PAUL TAYLOR'S AMERICAN MODERN DANCE-RAINBOW 'ROUND MY SHOULDER, DILLY DILLY
March 28, 2016
Many peple never forget their first encounter with Rainbow ‘Round My Shoulder choreographed by Donald McKayle in 1959. Using traditional music from John and Allen Lomax’s archive (early collectors of under-recorded root music), McKayle speaks about the black male chain gangs that proliferated in the south during the days of Jim Crow.
Paul Taylor invited the Dayton Contemporary Dance Company (once an all black modern dance company founded by Jeraldyne Blunden who was invested in Black Dance heritage) to perform the almost all male piece. Physically demanding, the driving rhythms conjure the relentless hours of work breaking rocks under a brutal sun. With legs spread wide, heads drop as pounding feet shout the numbing mental and physical confines of life on a chain gang. Only when the sole woman, Alexis Britford emerges like a dream and shifts between lover, wife and mother can the men dream of an alternate existence.
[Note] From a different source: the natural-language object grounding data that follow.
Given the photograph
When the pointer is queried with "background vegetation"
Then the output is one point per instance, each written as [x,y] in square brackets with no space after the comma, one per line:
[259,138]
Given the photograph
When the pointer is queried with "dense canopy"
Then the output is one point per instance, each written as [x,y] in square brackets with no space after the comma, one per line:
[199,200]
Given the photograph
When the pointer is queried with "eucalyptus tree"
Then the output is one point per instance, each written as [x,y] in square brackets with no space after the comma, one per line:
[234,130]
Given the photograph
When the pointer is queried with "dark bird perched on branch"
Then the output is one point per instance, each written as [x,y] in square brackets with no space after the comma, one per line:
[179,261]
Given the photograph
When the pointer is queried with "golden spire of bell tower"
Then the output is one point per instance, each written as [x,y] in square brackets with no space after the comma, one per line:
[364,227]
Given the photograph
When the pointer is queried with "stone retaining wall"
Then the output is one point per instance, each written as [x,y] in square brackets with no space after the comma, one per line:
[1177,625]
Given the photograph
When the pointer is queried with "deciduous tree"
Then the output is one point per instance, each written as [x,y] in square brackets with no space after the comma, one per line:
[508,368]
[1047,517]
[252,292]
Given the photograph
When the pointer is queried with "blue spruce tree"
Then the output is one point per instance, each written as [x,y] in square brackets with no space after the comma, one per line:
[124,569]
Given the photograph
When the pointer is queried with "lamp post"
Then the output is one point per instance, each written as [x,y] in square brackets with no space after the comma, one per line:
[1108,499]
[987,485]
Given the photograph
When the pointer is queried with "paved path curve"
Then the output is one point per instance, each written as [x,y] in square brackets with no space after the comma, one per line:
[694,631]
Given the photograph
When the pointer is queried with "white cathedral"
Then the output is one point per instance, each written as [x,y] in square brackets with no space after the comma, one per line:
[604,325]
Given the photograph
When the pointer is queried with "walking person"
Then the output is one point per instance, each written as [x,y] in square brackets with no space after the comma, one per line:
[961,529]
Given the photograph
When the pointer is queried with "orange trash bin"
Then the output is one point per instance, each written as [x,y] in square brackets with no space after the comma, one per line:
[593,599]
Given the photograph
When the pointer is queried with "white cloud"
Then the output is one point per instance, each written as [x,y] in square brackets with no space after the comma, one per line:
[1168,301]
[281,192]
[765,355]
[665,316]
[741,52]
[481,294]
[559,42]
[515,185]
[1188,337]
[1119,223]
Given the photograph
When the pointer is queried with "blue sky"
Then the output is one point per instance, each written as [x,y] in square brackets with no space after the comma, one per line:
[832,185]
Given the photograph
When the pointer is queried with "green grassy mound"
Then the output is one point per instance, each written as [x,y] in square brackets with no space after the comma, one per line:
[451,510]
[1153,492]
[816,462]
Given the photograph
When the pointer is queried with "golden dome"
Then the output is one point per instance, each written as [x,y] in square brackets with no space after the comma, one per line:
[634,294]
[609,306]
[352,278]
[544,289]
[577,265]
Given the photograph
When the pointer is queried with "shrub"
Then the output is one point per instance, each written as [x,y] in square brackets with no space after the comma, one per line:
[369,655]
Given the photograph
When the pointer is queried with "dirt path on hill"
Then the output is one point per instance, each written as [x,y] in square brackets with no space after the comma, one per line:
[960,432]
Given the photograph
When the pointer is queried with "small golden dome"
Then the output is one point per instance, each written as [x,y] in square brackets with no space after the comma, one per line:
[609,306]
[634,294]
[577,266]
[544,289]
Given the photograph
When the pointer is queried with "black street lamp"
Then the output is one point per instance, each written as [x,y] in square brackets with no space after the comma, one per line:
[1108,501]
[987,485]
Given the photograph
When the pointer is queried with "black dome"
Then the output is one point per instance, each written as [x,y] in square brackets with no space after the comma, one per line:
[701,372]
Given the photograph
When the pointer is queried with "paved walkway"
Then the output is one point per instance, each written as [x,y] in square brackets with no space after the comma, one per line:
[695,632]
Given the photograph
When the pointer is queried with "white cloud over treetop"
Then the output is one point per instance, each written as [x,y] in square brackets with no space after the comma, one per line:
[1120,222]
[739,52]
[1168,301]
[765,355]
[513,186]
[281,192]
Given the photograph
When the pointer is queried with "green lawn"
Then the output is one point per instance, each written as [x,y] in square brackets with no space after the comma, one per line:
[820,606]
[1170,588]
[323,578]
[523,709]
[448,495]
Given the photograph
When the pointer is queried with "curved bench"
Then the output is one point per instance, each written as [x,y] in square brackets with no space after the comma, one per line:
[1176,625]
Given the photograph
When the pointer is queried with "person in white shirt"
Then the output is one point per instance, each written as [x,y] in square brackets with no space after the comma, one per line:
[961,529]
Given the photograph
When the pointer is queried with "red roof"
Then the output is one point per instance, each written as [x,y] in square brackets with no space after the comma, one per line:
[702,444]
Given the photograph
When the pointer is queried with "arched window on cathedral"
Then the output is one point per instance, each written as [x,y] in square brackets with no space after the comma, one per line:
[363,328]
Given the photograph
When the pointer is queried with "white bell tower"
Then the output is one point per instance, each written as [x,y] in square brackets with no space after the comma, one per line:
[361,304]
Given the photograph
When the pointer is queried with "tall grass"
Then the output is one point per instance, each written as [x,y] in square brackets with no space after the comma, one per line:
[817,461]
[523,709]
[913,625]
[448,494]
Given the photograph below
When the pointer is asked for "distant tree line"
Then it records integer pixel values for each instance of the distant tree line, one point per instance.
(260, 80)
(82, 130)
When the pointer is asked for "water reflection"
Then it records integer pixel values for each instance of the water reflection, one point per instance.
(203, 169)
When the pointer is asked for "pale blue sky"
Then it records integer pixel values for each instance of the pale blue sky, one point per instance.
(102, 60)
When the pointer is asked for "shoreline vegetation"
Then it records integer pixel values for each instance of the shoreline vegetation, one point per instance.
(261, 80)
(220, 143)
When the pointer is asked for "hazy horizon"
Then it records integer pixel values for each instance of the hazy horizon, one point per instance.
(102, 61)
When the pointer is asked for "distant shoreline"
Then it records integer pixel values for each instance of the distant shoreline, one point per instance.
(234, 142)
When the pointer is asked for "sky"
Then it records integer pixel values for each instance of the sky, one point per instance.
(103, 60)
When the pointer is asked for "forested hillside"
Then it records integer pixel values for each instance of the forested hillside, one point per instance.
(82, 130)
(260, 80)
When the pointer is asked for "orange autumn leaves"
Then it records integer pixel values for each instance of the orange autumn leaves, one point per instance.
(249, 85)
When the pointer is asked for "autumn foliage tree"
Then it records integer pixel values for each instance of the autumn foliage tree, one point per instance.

The hard working, bare-chested men included Devin Baker, Michael Green, Joshua L. Ishmon, Robert Pulido, Alvin Rangel, Quentin Apollo Vauhan Sledge and Demetrius Tabron. Uplifted by the voices of Destan Owens with Michael McElroy and the Broadway Inpsirational Voices plus Gary Seiger on guitar, in the future, it would be wonderful to see the brawny Taylor men tackle this dance classic.
Committed to creating two new works per year, Paul Taylor’s musically upbeat Dilly Dillysends dancers hopping, skipping and do si doing around the burly voiced, Burl Ives soundtrack. Dressed in Santo Loquasto designed cowboy attire—men in jeans, and cowboy hats; women in midriff - baring tied shirts and short shorts – the cast cavorts to an English folk song “Lavender Blue,” only to regroup into duets and trios. Despite Ives’ comforting voice, Dilly Dilly underscores the darker crevices of the folk song genre. Under sunny lights designed by James Ingalls, swooning lovers transform into predatory biters, murderers and all-around questionable characters.
The evening ends on Taylor’s festively sardonic “Offenback Overtures” pluckily conducted by Donald York.